Another study evaluated the progression of subclinical atherosclerosis in 177 asymptomatic postmenopausal women using no hormone replacement therapy (HRT), combined therapy, and estrogen alone in an observational study design. Calcium progression was 14.6 ± 21% in women taking any hormone therapy ( n = 97), whereas calcium progression rates in nonusers ( n = 80) was higher at 22.3 ± 32%. Relative to the nonuser group, HRT treatment inhibited the progression of atherosclerosis by 35% ( P = 0.01). Of the women on HRT ( n = 97) on estrogen replacement only ( n = 62), the annual increase in calcium scores was 63% lower (9 ± 22%) compared to those on estrogen plus progestin, rates similar to the nonuser group. These findings were independent of age, CV risk factors, statin use, or baseline CACS. The results of this observational CT study align with the Women Health Initiative, demonstrating that combined estrogen plus progestin imparts a significant increase in CV risk in asymptomatic women.
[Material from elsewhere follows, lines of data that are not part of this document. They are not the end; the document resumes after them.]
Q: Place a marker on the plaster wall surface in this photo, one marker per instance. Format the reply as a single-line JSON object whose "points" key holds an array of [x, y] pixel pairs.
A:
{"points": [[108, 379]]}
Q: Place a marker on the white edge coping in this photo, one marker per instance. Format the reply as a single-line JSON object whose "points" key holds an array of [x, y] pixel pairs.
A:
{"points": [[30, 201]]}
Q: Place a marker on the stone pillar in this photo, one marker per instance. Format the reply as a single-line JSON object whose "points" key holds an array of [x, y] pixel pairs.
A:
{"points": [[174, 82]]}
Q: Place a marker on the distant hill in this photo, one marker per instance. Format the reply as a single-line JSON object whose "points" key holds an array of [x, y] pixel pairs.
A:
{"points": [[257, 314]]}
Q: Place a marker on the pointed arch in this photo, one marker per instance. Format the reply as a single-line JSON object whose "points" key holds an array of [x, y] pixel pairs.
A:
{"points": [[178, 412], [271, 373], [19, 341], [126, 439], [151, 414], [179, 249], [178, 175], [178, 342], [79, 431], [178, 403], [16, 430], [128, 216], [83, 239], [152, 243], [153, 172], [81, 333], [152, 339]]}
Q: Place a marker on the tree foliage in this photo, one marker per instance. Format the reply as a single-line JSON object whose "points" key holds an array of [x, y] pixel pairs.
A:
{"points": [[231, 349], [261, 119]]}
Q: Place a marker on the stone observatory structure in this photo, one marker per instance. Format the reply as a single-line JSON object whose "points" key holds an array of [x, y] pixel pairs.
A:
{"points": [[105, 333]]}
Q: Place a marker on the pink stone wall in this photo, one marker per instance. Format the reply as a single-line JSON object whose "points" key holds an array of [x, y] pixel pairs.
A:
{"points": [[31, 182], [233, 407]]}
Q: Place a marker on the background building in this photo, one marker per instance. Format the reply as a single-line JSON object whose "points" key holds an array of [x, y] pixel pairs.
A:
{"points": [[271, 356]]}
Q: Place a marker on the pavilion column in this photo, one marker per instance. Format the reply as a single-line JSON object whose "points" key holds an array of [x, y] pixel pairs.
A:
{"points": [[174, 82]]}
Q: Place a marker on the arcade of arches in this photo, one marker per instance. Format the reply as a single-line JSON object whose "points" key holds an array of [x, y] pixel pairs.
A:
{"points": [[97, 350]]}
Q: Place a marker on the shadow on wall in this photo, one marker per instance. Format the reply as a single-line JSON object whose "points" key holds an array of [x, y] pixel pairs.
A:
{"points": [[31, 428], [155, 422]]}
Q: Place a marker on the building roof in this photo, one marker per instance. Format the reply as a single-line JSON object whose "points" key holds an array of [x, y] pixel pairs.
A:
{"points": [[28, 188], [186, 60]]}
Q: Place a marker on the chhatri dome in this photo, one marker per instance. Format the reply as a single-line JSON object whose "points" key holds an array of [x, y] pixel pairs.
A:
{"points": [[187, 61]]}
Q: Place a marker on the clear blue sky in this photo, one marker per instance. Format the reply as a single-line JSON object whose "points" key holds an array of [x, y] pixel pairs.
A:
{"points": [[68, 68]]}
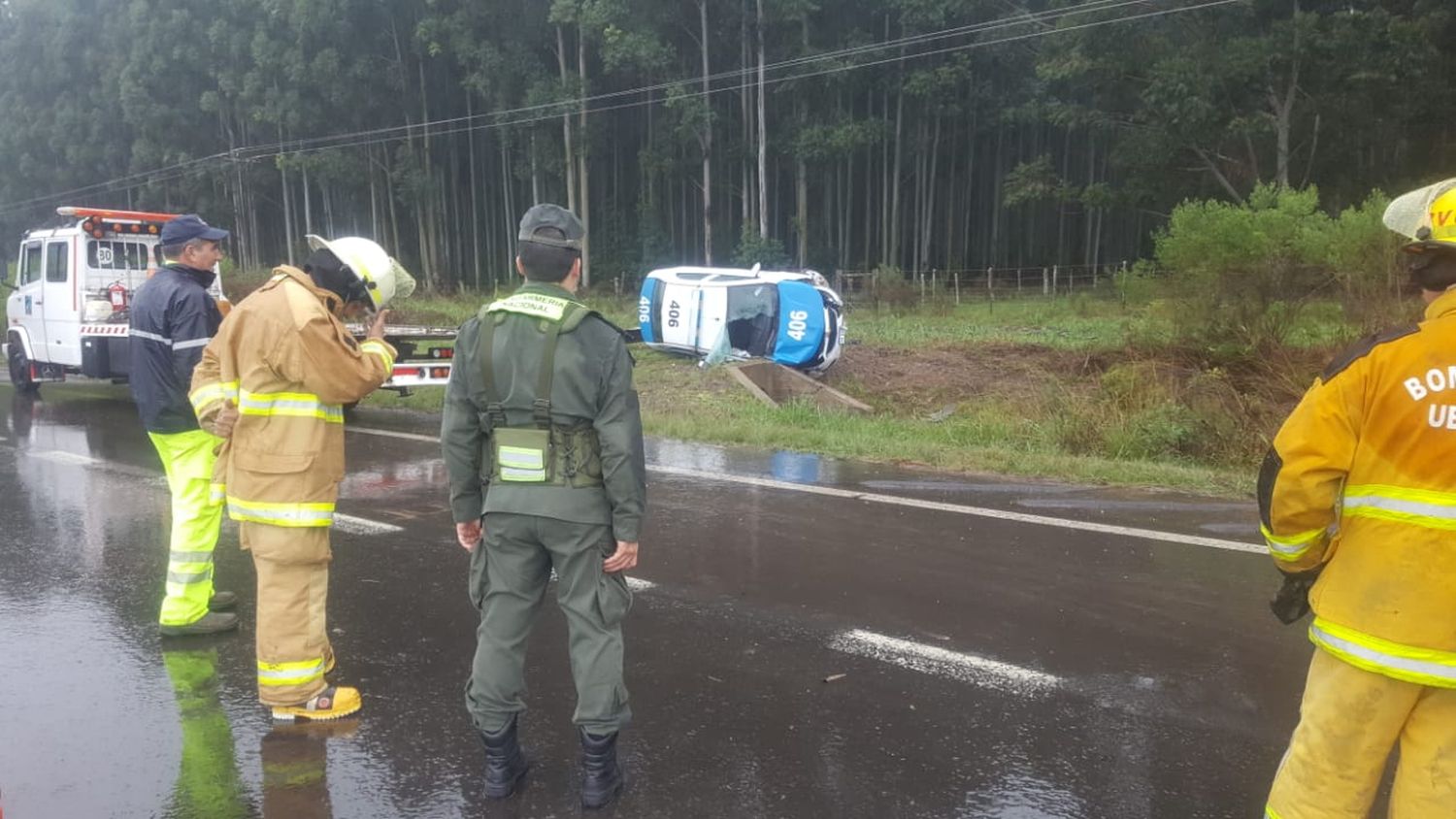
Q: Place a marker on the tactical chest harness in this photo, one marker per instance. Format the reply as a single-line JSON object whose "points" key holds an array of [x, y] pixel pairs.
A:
{"points": [[545, 452]]}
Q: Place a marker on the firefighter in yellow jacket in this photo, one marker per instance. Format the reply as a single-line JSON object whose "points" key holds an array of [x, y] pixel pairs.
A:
{"points": [[1359, 508], [274, 381]]}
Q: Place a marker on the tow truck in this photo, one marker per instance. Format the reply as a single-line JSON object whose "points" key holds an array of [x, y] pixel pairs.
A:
{"points": [[69, 313]]}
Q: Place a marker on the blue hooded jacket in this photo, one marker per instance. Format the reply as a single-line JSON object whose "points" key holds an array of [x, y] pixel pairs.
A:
{"points": [[172, 319]]}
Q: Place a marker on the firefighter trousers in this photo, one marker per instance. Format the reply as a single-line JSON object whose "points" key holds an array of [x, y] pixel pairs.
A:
{"points": [[509, 576], [195, 518], [293, 592], [1348, 723]]}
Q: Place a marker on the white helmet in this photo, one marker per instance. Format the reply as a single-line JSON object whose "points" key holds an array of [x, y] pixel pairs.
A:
{"points": [[384, 279]]}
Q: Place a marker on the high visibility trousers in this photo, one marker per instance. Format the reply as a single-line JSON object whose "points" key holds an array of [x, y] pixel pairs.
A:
{"points": [[1348, 723], [195, 518], [293, 592]]}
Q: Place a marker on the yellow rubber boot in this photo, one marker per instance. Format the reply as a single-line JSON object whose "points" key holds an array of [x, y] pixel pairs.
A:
{"points": [[332, 703]]}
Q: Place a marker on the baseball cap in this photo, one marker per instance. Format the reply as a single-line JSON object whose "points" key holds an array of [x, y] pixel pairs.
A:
{"points": [[552, 215], [188, 227]]}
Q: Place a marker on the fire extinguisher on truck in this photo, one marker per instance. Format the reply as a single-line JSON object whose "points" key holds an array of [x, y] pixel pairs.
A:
{"points": [[69, 309]]}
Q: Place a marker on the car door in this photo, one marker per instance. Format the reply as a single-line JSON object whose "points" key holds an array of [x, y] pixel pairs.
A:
{"points": [[63, 311], [26, 305], [678, 323]]}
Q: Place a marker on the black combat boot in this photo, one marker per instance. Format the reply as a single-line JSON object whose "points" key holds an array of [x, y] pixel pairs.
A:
{"points": [[506, 764], [602, 777]]}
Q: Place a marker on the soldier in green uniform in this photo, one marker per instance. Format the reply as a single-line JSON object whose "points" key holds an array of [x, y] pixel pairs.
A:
{"points": [[542, 435]]}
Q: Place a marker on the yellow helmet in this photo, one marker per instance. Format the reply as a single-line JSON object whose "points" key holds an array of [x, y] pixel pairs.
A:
{"points": [[1427, 217], [381, 276]]}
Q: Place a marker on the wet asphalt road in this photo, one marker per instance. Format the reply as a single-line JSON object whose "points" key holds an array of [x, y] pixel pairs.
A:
{"points": [[978, 667]]}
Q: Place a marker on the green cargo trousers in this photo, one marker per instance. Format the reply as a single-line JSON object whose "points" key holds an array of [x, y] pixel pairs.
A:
{"points": [[509, 576]]}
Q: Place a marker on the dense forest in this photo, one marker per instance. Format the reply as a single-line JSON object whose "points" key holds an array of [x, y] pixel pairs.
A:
{"points": [[838, 134]]}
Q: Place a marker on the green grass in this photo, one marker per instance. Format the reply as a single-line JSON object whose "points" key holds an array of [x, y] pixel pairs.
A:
{"points": [[681, 401], [1136, 429], [1076, 322]]}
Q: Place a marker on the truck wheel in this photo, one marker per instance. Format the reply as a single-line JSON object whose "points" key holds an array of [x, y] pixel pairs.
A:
{"points": [[20, 369]]}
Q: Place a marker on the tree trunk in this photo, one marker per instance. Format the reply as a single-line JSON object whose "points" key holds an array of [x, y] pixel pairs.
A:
{"points": [[585, 177], [763, 142], [707, 142], [565, 125]]}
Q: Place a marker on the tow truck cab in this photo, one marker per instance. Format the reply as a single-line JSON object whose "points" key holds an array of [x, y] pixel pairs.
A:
{"points": [[69, 308]]}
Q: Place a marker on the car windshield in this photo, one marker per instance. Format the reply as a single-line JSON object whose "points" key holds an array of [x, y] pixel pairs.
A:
{"points": [[753, 317]]}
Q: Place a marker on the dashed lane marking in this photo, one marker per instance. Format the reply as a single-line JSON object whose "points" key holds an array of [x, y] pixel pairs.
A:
{"points": [[913, 502], [943, 662], [363, 525], [58, 457]]}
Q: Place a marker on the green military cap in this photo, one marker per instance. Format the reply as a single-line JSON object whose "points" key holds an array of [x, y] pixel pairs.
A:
{"points": [[552, 215]]}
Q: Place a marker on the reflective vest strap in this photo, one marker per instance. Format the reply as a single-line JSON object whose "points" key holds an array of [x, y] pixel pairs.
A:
{"points": [[535, 305], [1397, 661], [293, 515]]}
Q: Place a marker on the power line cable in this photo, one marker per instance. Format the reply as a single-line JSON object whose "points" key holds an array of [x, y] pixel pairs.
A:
{"points": [[459, 125]]}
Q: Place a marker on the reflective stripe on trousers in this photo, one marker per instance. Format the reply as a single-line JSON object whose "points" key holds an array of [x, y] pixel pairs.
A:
{"points": [[290, 515]]}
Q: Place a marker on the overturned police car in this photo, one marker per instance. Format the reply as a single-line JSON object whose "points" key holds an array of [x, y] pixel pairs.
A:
{"points": [[733, 314]]}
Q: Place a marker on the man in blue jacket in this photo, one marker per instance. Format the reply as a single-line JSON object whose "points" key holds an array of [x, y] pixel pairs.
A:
{"points": [[172, 319]]}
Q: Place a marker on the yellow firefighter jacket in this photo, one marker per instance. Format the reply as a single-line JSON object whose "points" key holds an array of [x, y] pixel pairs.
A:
{"points": [[288, 364], [1362, 481]]}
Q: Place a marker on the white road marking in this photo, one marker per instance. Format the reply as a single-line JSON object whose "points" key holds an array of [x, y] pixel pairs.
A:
{"points": [[58, 457], [363, 525], [943, 662], [914, 504], [392, 434]]}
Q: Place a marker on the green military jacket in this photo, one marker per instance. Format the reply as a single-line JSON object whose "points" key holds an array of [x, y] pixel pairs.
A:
{"points": [[591, 383]]}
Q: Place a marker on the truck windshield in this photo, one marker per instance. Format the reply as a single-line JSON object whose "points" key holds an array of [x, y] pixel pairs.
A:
{"points": [[753, 317], [108, 255]]}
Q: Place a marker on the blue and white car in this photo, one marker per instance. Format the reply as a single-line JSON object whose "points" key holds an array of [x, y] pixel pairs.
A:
{"points": [[734, 313]]}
Based on these results, it is plausible that a baseline calcium scan assessment may hold clinical value in the prediction of future CV risk and guiding initiation of anti-lipid therapy (independent of serum lipid profile). Additional longitudinal studies addressing this issue need to be performed.



Coronary CT angiography


Coronary CT angiography (CCTA) is a noninvasive technique to image the coronary arteries, whereby the identification of not only coronary calcium but also coronary luminal stenosis afford valuable diagnostic and prognostic utility [ ]. Over the past decade, technological improvements in spatial resolution (225–750 μm) and temporal resolution (75–125 ms), allow visualization of the epicardial coronary arteries in a 1–5 s breath hold. Indices of diagnostic accuracy for stenosis detection exhibit a sensitivity of 95% and specificity of 83%, on a per-patient level [ ].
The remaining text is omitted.